The name "conservatism" conveys its political aim quite clearly: It aims to conserve. But what happens when conservatives come to despise pretty much everything about the world around them?
That question comes to mind in reading a statement by the editors of American Greatness on the occasion of the website's fifth anniversary. A scrappier, lower-brow spin-off from the now-fully-Trumpfied Claremont Institute, AG publishes essays that ape the five-alarm-fire rhetoric that Michael Anton deployed so potently in his September 2016 essay "The Flight 93 Election." So it isn't especially surprising that their anniversary statement includes this line: "to the extent that the American political and cultural scene requires not conservation but disruption, we're not conservative at all. We started this publication not to vindicate the status quo, but to obliterate it and build something better." (Italics in original.)
The honesty is refreshing. But it's unfortunate that the authors of these sentences show so little awareness of what can happen when conservatives become revolutionaries. Germany's Weimar Republic was filled with groups making quite similar arguments and claims about the irredeemable decadence of the present order of things. Most of them considered Adolf Hitler a repulsive philistine leading a movement of thugs.

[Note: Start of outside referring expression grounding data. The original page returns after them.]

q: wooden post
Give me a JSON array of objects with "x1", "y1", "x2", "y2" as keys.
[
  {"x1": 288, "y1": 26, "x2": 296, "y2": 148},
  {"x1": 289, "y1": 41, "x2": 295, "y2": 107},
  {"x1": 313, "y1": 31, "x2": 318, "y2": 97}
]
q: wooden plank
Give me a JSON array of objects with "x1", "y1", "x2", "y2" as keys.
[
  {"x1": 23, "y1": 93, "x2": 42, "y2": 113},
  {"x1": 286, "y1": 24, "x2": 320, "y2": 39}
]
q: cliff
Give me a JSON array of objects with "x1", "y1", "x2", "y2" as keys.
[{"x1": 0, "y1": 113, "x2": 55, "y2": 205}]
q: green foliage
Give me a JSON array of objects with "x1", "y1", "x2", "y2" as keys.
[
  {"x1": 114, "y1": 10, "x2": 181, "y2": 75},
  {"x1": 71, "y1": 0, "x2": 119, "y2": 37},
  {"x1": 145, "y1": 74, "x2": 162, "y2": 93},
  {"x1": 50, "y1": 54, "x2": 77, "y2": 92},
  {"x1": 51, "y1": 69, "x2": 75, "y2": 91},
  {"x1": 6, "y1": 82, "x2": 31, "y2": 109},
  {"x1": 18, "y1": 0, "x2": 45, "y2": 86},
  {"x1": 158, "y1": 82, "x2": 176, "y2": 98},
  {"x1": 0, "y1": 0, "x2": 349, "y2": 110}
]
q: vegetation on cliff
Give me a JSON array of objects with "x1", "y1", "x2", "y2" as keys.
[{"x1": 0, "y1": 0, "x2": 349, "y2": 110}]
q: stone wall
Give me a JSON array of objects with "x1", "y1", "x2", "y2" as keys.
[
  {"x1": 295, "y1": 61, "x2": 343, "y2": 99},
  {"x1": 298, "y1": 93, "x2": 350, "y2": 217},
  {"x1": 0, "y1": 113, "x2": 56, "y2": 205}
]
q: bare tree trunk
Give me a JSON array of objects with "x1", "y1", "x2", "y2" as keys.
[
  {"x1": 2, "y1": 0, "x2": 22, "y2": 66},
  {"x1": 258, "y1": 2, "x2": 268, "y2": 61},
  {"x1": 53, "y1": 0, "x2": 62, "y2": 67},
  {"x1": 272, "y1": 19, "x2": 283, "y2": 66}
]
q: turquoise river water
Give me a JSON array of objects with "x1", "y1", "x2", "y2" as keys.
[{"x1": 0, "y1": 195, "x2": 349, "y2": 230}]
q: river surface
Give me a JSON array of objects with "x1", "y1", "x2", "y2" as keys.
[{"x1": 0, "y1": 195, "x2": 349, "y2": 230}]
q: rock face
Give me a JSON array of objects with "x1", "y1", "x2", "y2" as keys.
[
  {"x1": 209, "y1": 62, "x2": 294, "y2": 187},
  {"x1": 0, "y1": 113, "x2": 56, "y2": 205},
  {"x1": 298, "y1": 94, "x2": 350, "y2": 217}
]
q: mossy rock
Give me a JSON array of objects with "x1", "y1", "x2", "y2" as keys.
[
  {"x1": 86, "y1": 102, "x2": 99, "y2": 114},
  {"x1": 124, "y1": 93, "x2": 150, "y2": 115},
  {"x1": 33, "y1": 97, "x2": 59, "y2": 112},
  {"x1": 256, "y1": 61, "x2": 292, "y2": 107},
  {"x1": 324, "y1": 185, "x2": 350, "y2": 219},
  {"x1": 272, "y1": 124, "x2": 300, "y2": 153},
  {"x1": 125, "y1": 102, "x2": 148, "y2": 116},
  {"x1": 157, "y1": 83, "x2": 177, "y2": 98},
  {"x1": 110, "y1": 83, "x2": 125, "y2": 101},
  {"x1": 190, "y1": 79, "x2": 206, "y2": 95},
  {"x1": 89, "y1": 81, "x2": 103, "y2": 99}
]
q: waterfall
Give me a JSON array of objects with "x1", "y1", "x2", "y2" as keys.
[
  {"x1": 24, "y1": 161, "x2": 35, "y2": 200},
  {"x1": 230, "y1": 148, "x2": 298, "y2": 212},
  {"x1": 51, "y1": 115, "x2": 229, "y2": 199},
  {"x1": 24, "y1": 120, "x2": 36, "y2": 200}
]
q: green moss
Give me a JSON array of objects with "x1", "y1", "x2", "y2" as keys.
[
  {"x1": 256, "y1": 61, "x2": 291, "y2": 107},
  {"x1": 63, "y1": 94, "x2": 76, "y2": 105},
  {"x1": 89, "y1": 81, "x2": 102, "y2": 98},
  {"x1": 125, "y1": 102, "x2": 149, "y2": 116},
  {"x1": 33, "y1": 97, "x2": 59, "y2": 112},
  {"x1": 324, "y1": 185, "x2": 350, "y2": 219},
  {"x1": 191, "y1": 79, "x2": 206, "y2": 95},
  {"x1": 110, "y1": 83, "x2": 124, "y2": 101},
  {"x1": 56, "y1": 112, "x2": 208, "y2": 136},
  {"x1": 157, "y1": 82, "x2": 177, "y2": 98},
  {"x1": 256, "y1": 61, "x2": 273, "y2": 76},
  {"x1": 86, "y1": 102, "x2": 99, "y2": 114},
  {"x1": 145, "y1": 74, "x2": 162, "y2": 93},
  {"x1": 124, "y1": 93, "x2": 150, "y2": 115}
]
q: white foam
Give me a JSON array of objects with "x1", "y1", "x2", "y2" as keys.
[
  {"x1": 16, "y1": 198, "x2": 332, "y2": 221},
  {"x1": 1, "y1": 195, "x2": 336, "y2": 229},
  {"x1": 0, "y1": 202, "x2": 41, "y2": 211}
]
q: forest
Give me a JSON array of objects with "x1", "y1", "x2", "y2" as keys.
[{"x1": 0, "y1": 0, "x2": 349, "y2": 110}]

Yet many nonetheless ended up supporting the National Socialists when the time came because they convinced themselves that the radicalism of the Nazis made them the most useful blunt instrument with which to smash a corrupt status quo.
If some progressives make the mistake of assuming there are "no enemies to the left," ostensible conservatives can fall prey to their own delusions, recklessly rallying behind and empowering cretins who promise to tear down the crumbling edifice of a worthless present so that beautiful castles of the imagination can be constructed in its place. But "no enemies to the right" is at least as irresponsible as its ideological opposite. One wishes the circle of writers and editors at American Greatness were self-aware and wise enough to recognize it.